Question

Find the Quadratic function y=a(x-h)^2 who's graph passes through the given points (4,-2) and (2,0)

Answer 1

Given:

The graph passes through the given points (4,-2) and (2,0).

To find:

The quadratic function
`y=a(x-h)^2`.

Solution:

We have, quadratic function

`y=a(x-h)^2` ...(i)

The graph passes through the given points (4,-2) and (2,0). It means the equation must be true for these points.
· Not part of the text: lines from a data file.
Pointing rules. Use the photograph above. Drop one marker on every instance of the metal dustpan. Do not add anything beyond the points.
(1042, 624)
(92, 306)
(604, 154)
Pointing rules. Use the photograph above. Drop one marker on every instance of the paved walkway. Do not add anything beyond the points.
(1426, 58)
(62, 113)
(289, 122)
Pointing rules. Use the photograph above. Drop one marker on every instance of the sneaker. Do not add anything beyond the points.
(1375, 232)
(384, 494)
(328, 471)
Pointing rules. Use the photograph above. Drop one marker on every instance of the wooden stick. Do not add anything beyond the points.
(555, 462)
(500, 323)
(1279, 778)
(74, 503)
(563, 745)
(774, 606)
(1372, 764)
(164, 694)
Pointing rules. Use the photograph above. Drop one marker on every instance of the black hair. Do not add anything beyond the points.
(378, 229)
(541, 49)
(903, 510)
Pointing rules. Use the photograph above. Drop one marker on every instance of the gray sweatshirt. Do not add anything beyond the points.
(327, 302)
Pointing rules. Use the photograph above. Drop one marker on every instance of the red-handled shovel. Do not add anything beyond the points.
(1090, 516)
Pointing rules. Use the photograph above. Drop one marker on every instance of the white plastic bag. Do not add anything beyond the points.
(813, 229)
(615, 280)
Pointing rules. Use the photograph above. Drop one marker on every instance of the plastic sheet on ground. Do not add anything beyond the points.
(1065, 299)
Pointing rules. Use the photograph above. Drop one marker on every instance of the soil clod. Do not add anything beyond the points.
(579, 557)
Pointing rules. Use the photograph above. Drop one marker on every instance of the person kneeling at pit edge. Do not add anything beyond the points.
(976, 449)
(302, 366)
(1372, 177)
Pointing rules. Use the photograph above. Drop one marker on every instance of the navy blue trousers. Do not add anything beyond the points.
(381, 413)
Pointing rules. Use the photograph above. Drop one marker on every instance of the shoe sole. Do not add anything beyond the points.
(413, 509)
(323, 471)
Putting x=4 and y=-2 in (i), we get

`-2=a(4-h)^2` ...(ii)

Putting x=2 and y=0 in (i), we get

`0=a(2-h)^2` ...(iii)

Divide (iii) by (ii).

`(0)/(-2)=(a(2-h)^2)/(a(4-h)^2)`

`0=((2-h)^2)/((4-h)^2)`

`0=(2-h)^2`

`0=2-h`

`h=2`

Putting h=2 in (ii), we get

`-2=a(4-2)^2`

`-2=a(2)^2`

`-2=a(4)`

Divide both sides by 4.

`(-2)/(4)=a`

`(-1)/(2)=a`

Putting
`a=-(1)/(2)` and h=2 in (i), we get

`y=-(1)/(2)(x-2)^2`

Therefore, the required quadratic function is
`y=-(1)/(2)(x-2)^2`.